Monday, June 23, 2008

i'm at jupiter house and i sat next to someone ((wtf)) and i picked the right person because he has a copy of half asleep in frog pajamas by tom robbins sitting next to him.

mengtar + tom robbins 4 ever ((written inside a heart on the bathroom wall of your elementary school))

onto bigger things... i have a car.



the final call was made on a 2007 ford focus. 33k miles. beige. warranty. financed.

i'm just glad it's over.

bwahahahaha, i miss my friends. but at least they're dealing with bigger idiots than me...



i got the call from the insurance company this morning wanting to settle for my car... for $2700. uhh... holy insult central!

dadx and i crunched some numbers and said we wanted $4225.

they countered with $4040. they didn't stand a chance.

tomorrow morning i will hear from them again about how much i will receive for my personal belongings taken from the vehicle. i'm hoping for another 500 at LEAST.



also, i found a possum... if only i had my own camera to photograph it... whatevs. whenever i get one there will be a million pictures of naked mengtars in and around her car... one. million.

Tuesday, December 18, 2007

so nights like this when i'm in the mood for nothing ((not even whiskey or cigarettes)) are when i start thinking... what if i just went home... am i conditioned for a 15-hour drive? would i miss this place? what about toronto?

i can't stay here forever. and i have the feeling that when my time comes, it will just be over. little packing. no peaces or dueces.

i even doubt i'd be better off elsewhere. maybe because i have moved to a different state for the past four years. maybe denton just feels too familiar. this stagnance is making me ill.

don't get me wrong, it's not that i don't enjoy my time here. i have the best friends that do great things for me and that i would do about anything for. they buy me drinks and mattresses and kick out exes and give me hugs and listen when i need it. but sometimes i feel the reason i haven't left is because it would be too hard to say goodbye.

maybe i just need a vacation home. maybe because homeboy is running off to visit friends in cities that i'm missing people the most. ((chicago and baton rouge))

i hope staying here another year isn't a mistake.

maybe i just need to get out of this airport and into this wheelchair, i've got better things to do than looking at you...

Saturday, September 15, 2007

i wouldn't give up the friends i have now for anything. and not the sort of friends that think i'm still their friend but since certain things have come into play this past month have refused to see or speak to me also. but i just really miss the ol homies. minnesota and drum corps peeps alike.

cx said:

Hi Megan.

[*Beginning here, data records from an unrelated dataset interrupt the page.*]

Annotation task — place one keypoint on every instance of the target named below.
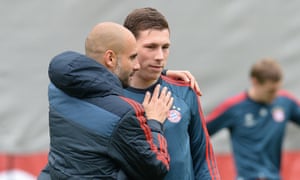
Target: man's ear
(110, 59)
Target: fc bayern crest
(174, 116)
(278, 114)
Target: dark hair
(145, 18)
(266, 69)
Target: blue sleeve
(202, 152)
(139, 146)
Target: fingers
(147, 98)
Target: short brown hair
(266, 69)
(145, 18)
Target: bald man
(95, 132)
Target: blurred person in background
(256, 120)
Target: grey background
(215, 40)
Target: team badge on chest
(174, 115)
(278, 114)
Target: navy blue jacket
(256, 131)
(95, 132)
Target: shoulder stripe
(175, 81)
(210, 158)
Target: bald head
(107, 36)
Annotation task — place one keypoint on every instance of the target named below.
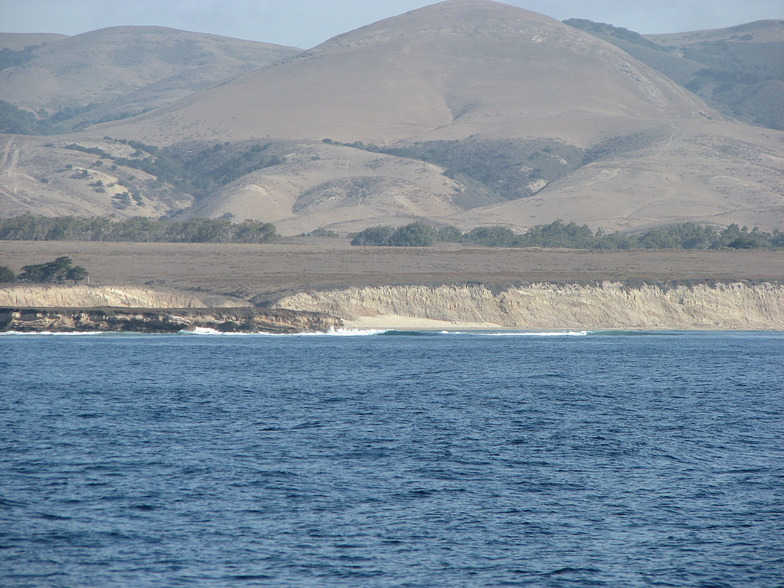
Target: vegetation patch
(135, 230)
(574, 236)
(51, 272)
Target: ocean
(392, 459)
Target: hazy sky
(306, 23)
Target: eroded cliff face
(27, 295)
(562, 306)
(240, 320)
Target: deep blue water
(408, 460)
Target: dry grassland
(267, 272)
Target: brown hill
(128, 69)
(467, 112)
(447, 71)
(20, 41)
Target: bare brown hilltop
(466, 112)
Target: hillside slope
(466, 112)
(120, 71)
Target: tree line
(574, 236)
(51, 272)
(135, 230)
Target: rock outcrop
(147, 320)
(82, 296)
(607, 305)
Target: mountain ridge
(465, 112)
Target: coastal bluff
(605, 305)
(147, 320)
(610, 305)
(62, 309)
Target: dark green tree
(6, 274)
(413, 235)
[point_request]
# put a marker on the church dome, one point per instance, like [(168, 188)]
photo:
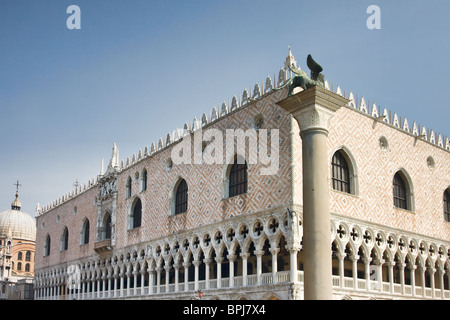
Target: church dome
[(17, 224)]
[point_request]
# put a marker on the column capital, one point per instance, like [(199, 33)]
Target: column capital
[(313, 108)]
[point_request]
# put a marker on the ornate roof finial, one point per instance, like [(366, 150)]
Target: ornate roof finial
[(114, 162), (290, 60), (16, 205)]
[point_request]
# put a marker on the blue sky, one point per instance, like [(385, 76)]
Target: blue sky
[(137, 70)]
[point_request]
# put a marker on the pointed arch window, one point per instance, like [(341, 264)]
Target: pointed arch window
[(181, 197), (106, 227), (144, 180), (447, 205), (136, 214), (128, 188), (85, 232), (47, 246), (399, 192), (403, 191), (238, 178), (340, 173), (65, 240)]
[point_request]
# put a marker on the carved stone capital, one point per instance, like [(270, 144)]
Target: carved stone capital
[(313, 108)]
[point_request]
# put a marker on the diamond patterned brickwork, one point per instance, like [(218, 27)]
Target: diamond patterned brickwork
[(357, 132), (376, 168)]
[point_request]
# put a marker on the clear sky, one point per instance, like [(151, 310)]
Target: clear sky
[(137, 70)]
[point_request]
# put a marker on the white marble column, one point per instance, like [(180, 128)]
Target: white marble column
[(313, 108)]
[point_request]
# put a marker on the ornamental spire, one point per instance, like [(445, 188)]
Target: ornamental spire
[(16, 205)]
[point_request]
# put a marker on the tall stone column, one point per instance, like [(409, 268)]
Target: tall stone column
[(313, 108)]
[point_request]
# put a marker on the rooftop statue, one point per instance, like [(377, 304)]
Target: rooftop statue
[(301, 79)]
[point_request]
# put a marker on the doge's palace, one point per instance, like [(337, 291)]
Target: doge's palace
[(230, 206)]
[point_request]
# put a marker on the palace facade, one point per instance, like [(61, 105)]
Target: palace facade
[(152, 227)]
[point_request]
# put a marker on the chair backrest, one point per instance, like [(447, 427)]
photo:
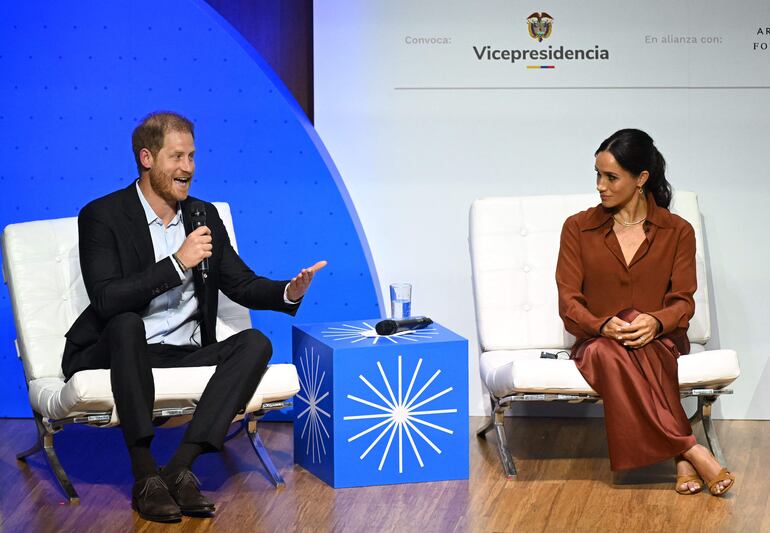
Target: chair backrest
[(514, 245), (41, 266)]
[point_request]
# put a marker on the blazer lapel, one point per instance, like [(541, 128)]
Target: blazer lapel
[(137, 230)]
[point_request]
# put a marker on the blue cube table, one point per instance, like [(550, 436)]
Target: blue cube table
[(379, 410)]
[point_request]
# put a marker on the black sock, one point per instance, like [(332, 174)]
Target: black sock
[(142, 461), (184, 456)]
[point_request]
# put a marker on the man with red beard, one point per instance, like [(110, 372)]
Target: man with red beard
[(151, 308)]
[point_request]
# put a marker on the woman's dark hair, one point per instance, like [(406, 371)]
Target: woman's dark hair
[(635, 151)]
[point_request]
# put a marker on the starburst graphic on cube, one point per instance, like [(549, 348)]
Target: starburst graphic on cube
[(400, 414), (353, 333), (311, 386)]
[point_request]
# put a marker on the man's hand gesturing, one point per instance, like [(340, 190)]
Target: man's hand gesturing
[(299, 284), (196, 247)]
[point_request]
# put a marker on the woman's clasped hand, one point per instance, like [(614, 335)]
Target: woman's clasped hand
[(642, 330)]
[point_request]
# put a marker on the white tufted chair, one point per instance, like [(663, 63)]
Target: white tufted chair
[(42, 269), (514, 245)]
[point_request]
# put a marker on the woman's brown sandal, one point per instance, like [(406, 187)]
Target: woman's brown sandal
[(723, 475), (683, 480)]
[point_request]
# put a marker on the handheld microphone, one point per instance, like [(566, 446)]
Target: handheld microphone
[(198, 219), (391, 327)]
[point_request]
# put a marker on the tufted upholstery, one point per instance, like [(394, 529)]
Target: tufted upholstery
[(514, 244), (42, 269)]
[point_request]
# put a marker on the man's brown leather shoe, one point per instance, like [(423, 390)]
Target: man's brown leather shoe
[(183, 487), (151, 499)]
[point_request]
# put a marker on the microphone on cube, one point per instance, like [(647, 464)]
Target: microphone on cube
[(391, 327), (198, 219)]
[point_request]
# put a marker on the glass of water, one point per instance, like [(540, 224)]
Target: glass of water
[(400, 300)]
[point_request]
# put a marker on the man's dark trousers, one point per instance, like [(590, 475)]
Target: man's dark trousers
[(241, 361)]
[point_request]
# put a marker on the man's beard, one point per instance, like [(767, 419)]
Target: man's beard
[(163, 185)]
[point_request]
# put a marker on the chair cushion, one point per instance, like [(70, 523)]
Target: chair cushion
[(509, 371), (41, 265), (89, 391)]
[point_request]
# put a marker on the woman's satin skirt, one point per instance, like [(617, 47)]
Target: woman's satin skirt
[(643, 413)]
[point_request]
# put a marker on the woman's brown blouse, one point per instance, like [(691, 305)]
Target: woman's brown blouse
[(595, 283)]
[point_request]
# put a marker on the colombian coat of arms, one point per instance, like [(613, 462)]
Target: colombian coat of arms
[(540, 25)]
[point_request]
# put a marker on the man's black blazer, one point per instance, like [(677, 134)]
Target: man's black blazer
[(120, 274)]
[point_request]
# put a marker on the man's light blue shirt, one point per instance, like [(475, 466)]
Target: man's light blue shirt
[(172, 317)]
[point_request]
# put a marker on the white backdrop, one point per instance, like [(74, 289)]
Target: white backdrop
[(419, 127)]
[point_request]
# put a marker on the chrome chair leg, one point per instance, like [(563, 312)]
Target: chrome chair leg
[(234, 433), (502, 443), (251, 431), (488, 423), (45, 442), (704, 407)]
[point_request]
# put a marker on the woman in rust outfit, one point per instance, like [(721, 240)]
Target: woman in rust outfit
[(626, 278)]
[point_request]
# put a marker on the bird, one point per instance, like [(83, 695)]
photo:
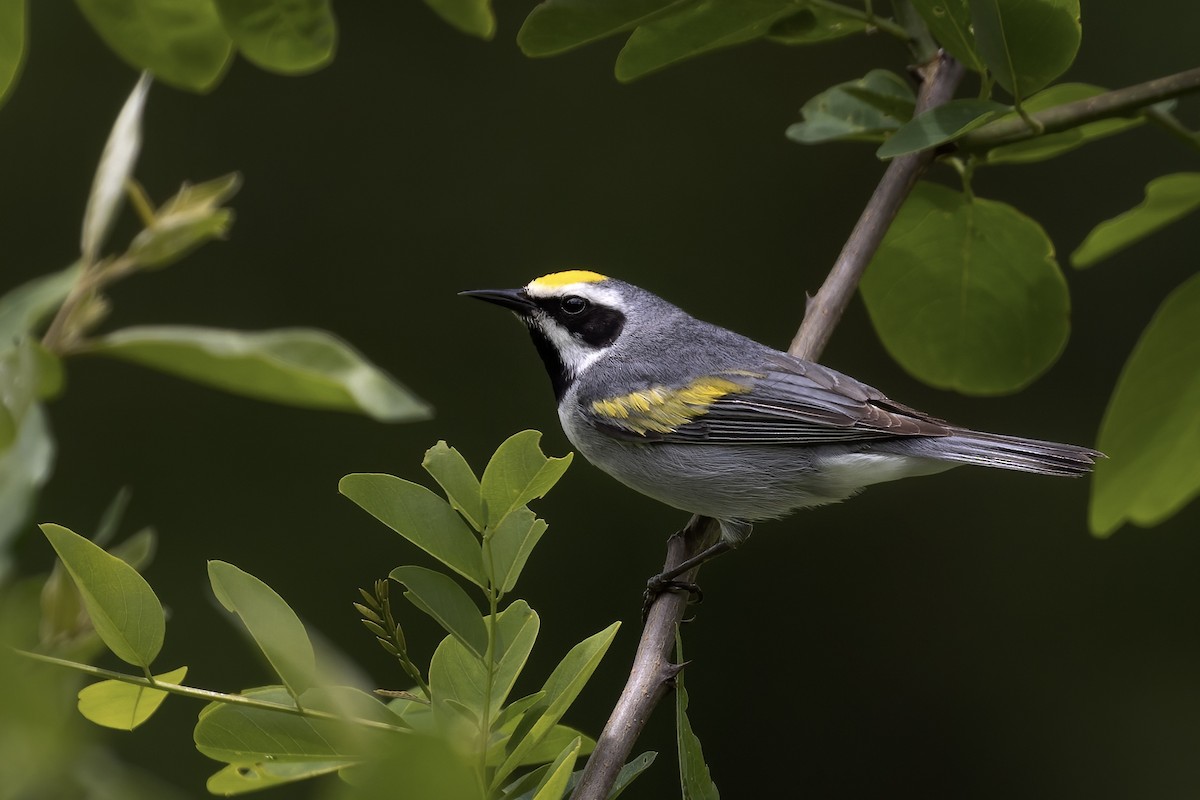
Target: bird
[(715, 423)]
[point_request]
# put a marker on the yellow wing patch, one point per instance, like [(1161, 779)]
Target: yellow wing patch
[(556, 280), (661, 409)]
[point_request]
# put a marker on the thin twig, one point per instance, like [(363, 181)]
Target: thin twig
[(649, 677)]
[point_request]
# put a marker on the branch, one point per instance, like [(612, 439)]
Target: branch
[(1121, 102), (651, 675)]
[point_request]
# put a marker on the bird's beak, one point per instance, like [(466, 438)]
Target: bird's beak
[(513, 299)]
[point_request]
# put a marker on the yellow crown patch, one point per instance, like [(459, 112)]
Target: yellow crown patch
[(556, 280)]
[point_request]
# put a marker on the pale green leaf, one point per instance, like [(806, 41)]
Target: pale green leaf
[(180, 41), (1026, 43), (13, 32), (123, 607), (270, 621), (1151, 429), (856, 110), (444, 600), (421, 517), (694, 29), (966, 293), (517, 474), (286, 36), (1168, 199), (115, 167), (117, 704), (940, 125), (457, 480), (472, 17), (297, 366), (559, 25)]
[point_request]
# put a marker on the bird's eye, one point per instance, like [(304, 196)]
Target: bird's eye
[(574, 305)]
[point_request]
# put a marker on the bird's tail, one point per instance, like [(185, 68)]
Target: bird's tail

I know I don't say hi often, but I just wanted to remind you that you totally kick ass, I miss you, and I can't wait to see you again hopefully sooner rather than later.

((i can handle that))

Sunday, September 02, 2007

so three fins has basically fallen through. i'm over it.

i'm basically confused and constantly insulted by all things male. i will continue to do nothing more than lower and shake my head in disappointment of everyone i know.

as of tomorrow, i will have gone a WEEK without drinking. i would like to be extatic over such an achievement, but i would really just rather be drinking. whatever.

homeboy needs to work on his djembe skills. hardcore.



i kicked travis' ass in bowling ((okay, so really, i won one of five games... and it was by A pin. whatever))

johnny carino's > olive garden. the end.

kelsey sat next to greg schultz's old dorm roommate at the Minnesota-Bowling Green football game yesterday and he totally knew where rice was. pretty baller.

i've been homesick pretty hardcore lately, especially since i've realized that i cannot afford to visit sarah in chi-town for her med-school induction white-coat ceremony thing. triple sad panda.

AND I DON'T HAVE A MATTRESS! fuck everyone.

speaking of people fucking. i become ridiculously angered every time i here of infidelity. this girl i work with is currently fucking this other dude we work with that has a girlfriend. i do not condone encourage or enable actions such as these. we will no longer hang out.



also, he has been home for almost three weeks and still won't talk to me. at LEAST give me my shit back!!!!! BALLS! you are of the guilty party. not i. so you can stop being so fucking pretentious and get over yourself.